Le deuxième est la nécessité de mieux connaître le coût d’ensemble de la politique publique consistant à accueillir et à proposer la sédentarisation aux gens du voyage. On évalue à 400 000 le nombre de personnes appartenant à la communauté des gens du voyage. Parmi elles, les deux tiers seraient nomades.
Il serait intéressant pour le Parlement de connaître, en investissement comme en fonctionnement, le coût de cette politique publique.
Le troisième sujet n’est pas le moindre, il n’est pas non plus le plus simple à aborder : je veux évoquer la scolarisation des enfants du voyage.
Dans quelques semaines, le Sénat va examiner le texte confortant le respect des principes de la République et va s’engager dans la lutte contre toutes les formes de communautarisme.

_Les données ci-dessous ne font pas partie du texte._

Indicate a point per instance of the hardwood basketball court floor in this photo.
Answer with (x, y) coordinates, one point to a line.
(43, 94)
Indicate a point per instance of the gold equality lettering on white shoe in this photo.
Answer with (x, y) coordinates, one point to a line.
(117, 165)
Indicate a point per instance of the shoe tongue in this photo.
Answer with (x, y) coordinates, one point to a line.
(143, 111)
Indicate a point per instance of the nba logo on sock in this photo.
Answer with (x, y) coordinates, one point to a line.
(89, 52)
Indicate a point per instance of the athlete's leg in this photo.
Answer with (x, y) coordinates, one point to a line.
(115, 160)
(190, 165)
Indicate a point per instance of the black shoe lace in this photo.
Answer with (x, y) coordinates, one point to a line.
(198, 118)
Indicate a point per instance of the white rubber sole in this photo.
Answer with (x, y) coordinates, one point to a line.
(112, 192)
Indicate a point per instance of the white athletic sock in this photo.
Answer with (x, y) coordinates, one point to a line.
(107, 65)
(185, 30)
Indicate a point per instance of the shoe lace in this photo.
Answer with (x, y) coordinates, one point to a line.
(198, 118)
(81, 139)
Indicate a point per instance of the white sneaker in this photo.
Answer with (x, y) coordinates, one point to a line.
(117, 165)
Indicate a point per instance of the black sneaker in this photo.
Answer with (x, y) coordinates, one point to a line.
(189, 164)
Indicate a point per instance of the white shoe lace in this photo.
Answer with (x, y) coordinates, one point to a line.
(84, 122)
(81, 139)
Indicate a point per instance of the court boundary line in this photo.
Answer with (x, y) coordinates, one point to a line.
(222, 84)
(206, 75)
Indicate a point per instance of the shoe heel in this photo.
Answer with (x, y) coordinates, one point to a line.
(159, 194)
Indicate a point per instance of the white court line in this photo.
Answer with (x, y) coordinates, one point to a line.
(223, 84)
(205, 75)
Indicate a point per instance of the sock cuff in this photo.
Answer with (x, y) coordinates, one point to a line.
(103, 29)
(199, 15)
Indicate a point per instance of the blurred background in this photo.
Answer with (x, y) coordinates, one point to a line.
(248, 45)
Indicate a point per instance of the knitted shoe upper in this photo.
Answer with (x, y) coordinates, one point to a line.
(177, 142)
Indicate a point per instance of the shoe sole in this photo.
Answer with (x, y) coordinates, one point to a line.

La question scolaire sera au centre des débats.
Parmi les gens du voyage dans notre pays, des milliers d’enfants sont mal scolarisés, voire pas scolarisés. D’expérience, il apparaît que la seule vérification faite par les services de l’éducation nationale se limite au fait de savoir si ces élèves sont inscrits dans un établissement scolaire en début d’année ou au Centre national d’enseignement à distance (CNED). Mais, dans les faits, beaucoup trop d’entre eux ne vont pas à l’école et ne suivent pas les cours à distance.
À l’adolescence, beaucoup d’enfants du voyage, notamment les filles, quittent le collège. Je pense que nous sommes tous complices de cette situation. Nous fermons les yeux sur la réalité et il y a un travail considérable à mener. Il existait autrefois des classes mobiles et des instituteurs détachés qui allaient au plus près des familles. Cela n’existe plus. Les enfants du voyage doivent pouvoir être libres de choisir leur vie lorsqu’ils atteignent l’âge adulte. C’est un enjeu considérable pour notre école, l’école de la République.
Mes chers collègues, les sujets que nous abordons cet après-midi sont concrets et difficiles.
Les aborder avec franchise nous expose à l’accusation de stigmatiser une population – le débat en témoigne. Ne pas les aborder, c’est ignorer la réalité du terrain et faire fi de notre travail.
Je conclurai en vous disant que, pour nous, sénateurs du groupe Union Centriste, le principal objectif est de faire véritablement respecter l’État de droit. C’est pourquoi nous voterons ce texte, car il réaffirme des préoccupations que nous partageons et apporte des améliorations concrètes au droit.